しかし当時とは様子が違うようにも感じています。値上がりはあらゆるものに及び
物価は高騰しましたが、それに連れて給料も同時に上がっていったのでした。
収入が追いつき、物価が上がっても実質的な可処分所得が増えることで乗り越えて
いけたのです。
皆が中流の意識を持てて、富の分配の仕方に公平感があったのでした。
頑張れば報われる、一生懸命に働けばいい暮らしが出来るようになる。
この様な慎ましい庶民の思いは、実感として叶えられていたのでした。
話は変わりますが、貸家の入居者が昨年から相次いで退居するようになりました。
それもたいていは若い女性の方です。
退居理由を聞くと、収入が思わしくなく実家の両親の家に住むという事です。
働く人の貧困はよくニュースで聞くことでしたが、身近なところの話であり、
そこまで日本は酷い状態なのかと思ってしまいます。
たて続けにこのようなことが続くと、まだ困窮している人が要るのではと考えて
しまいます。
引っ越すのは朗報と決まっていましたが、うつむき加減に住まいを後ににする姿を
見るのは辛いものがあります。
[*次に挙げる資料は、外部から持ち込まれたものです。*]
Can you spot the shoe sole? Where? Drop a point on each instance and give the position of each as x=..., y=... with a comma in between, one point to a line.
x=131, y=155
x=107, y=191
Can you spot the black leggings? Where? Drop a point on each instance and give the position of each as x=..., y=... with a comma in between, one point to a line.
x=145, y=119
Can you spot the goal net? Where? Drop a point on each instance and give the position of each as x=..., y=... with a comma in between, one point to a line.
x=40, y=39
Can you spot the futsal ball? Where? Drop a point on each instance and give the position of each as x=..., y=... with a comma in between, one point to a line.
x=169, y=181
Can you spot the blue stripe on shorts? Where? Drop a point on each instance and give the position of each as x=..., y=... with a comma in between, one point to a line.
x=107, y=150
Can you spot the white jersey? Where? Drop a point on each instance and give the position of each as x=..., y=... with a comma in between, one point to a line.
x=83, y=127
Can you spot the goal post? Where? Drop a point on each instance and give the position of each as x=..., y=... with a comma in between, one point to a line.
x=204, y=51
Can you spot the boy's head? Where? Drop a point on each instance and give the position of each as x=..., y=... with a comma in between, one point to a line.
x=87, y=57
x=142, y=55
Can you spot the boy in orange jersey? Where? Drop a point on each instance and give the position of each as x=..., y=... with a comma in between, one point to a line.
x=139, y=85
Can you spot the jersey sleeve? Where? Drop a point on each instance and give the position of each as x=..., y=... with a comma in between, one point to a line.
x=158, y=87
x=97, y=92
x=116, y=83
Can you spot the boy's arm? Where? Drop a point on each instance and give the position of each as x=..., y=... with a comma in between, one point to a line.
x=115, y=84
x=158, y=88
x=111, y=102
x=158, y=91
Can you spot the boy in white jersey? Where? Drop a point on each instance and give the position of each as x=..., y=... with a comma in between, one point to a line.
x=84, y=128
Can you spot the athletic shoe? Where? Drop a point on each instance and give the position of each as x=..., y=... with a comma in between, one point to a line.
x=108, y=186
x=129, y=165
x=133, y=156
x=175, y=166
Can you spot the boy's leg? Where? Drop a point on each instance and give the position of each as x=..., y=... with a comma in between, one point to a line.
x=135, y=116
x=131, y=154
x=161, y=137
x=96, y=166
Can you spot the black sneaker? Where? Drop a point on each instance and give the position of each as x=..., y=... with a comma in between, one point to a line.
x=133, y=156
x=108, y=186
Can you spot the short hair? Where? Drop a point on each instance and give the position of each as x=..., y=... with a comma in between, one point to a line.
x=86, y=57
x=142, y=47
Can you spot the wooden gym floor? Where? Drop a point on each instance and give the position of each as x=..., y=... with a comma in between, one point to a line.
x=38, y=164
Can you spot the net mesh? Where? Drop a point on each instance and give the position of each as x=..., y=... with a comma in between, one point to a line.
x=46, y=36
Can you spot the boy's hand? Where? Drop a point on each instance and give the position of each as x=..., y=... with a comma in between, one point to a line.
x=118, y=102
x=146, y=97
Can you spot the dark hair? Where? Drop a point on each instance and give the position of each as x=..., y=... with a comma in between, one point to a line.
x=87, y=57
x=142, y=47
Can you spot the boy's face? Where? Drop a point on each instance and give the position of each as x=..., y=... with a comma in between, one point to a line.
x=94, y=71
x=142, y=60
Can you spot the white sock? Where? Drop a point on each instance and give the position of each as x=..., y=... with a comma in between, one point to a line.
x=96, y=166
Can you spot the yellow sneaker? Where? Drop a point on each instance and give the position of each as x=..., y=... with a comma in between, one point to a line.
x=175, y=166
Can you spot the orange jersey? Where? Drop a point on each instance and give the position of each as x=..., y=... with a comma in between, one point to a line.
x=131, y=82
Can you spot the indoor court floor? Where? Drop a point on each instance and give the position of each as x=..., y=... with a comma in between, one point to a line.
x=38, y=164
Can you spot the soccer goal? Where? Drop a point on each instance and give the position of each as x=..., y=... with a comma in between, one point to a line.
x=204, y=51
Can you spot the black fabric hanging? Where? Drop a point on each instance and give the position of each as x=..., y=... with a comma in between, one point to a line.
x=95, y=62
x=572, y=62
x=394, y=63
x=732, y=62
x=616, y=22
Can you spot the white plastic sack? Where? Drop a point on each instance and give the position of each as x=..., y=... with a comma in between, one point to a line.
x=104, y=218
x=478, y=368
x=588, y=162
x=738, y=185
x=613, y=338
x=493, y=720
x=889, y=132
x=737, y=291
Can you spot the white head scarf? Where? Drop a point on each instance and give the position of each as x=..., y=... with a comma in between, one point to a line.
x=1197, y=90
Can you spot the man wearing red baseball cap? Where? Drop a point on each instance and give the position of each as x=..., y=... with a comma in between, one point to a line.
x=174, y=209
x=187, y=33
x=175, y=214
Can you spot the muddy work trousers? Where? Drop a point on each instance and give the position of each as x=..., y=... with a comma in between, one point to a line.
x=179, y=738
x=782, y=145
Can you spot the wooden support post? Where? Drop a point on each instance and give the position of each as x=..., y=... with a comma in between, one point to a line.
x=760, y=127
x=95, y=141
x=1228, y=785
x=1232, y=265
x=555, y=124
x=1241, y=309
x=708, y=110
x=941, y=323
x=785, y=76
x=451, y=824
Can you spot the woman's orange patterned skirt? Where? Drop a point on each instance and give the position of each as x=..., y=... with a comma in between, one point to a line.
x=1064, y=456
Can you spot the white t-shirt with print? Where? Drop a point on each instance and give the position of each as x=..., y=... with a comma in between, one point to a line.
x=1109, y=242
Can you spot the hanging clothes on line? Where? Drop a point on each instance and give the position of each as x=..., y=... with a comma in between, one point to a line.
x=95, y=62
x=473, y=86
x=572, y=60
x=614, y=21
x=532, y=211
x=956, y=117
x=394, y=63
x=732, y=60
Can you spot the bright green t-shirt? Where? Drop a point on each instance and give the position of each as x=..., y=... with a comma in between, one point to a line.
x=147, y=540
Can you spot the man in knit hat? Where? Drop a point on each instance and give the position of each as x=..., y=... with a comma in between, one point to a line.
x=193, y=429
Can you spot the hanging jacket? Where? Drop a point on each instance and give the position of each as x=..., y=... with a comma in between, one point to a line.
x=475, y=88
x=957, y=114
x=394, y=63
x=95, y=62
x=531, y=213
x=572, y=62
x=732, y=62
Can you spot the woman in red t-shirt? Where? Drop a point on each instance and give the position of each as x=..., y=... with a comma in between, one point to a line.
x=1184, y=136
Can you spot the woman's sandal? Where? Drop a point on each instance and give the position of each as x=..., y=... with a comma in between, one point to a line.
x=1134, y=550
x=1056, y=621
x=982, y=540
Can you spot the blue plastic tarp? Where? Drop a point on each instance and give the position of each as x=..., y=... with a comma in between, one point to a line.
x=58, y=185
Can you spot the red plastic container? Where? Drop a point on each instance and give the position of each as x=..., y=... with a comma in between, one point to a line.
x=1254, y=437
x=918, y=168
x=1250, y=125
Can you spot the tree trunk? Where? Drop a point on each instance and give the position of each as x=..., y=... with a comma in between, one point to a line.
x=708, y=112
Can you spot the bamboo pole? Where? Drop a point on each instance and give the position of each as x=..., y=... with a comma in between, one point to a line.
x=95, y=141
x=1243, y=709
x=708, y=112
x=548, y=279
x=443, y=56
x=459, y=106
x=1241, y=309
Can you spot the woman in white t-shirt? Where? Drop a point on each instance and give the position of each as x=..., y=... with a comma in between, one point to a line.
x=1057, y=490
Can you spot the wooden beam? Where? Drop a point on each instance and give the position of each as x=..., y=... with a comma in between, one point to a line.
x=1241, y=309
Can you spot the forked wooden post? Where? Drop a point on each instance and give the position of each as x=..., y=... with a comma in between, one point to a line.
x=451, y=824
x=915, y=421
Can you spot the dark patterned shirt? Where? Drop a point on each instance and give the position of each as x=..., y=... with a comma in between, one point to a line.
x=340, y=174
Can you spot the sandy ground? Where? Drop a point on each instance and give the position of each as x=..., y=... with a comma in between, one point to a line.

よく聞くのはこの30年、日本の労働者の給料は上
がっていないということです。外国の所得折れ線グラフは毎年右に上がっていますが、
日本だけは水平のままに来ました。
この表を見る度に愕然としてしまうのです。非正規、アルバイト、契約社員、季節労働
短期雇用、イメージの良くない言葉です。回りまわって負の循環に陥ってしまうようで
こわい思いがします。何とかいい方向に行きますようにと願うばかりですね。